I haven’t seen the previous “Mystery Road” but had I done so, I’d probably be even more disappointed with this 2016 sequel (of sorts) from writer-director Ivan Sen. Aaron Pedersen is ideally cast, but this is plodding, clichéd and pretty unconvincing stuff. David Wenham and Jacki Weaver strike rare wrong notes in cardboard characterisations, whilst a not terribly convincingly cast Alex Russell is given a potentially interesting character he invests nothing of interest in. I have no idea why wuxia legend Cheng Pei-Pei is here, but she’s afforded little worth a damn here in an underdeveloped role. I’ll probably piss a lot of people off saying this but I find there’s something a little questionable about the way many filmmakers have used Indigenous actor David Gulpilil in films. Here he at least gets some dialogue, but for the most part he’s once again cast purely for symbolic/iconic purposes. It feels like filmmakers use him because they feel he has to be here given the subject matter, and don’t bother using him any more than that. Aside from Pedersen, the acting highlight is Max Cullen, who steals the show in a profane but hilarious cameo.

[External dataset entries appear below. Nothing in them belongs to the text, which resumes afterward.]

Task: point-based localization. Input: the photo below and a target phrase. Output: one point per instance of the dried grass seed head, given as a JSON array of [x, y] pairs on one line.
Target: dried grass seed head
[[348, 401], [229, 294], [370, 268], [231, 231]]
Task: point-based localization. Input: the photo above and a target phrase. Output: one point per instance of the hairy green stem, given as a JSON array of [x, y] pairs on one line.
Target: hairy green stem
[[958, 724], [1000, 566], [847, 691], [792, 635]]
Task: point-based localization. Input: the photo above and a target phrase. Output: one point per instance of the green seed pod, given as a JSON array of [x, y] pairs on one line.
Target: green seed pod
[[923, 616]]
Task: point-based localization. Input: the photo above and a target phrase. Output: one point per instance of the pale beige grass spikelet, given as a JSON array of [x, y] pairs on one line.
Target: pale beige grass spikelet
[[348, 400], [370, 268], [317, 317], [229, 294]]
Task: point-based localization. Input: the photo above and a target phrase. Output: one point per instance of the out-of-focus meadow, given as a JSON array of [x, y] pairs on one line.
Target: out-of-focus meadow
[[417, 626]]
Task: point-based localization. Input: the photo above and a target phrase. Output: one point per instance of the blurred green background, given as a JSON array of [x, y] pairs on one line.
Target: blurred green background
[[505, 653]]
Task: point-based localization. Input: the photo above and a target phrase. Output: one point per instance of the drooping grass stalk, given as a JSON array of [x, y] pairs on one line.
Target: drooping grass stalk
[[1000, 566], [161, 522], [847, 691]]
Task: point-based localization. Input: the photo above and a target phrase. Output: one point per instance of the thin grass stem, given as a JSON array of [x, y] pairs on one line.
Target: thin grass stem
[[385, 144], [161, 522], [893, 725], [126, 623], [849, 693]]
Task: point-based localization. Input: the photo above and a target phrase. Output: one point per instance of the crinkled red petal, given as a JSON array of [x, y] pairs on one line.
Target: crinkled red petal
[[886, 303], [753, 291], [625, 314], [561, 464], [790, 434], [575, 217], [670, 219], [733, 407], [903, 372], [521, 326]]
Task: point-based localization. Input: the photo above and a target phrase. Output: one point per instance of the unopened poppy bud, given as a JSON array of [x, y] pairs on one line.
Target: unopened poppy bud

The script just isn’t up to snuff. I mean, not only is it as old as the hills, but you have Pedersen going through the same basic scene three times in a row with three different actors: Wenham, Weaver, and even an indigenous character (played by the one and only Jimmie Blacksmith himself, Tom E. Lewis) each tell him to stop sticking his nose where it doesn’t belong. One scene after the other. Talk about plodding to the point of silliness. The pacing is disastrous, 55 minutes feels like 5 hours. Meanwhile for a film that is a sequel to something called “Mystery Road”, there’s absolutely zero mystery here. It’s transparent from very early on, which robs the film of any intrigue or suspense, really.
It’s a good-looking film and Aaron Pedersen is ideally cast, but this is slow, clichéd, transparent and dull. The plot and characters feel especially passé. Not good, and Sen absolutely makes a bollocks of the Michael Mann wannabe shoot-out finale. What the hell was that?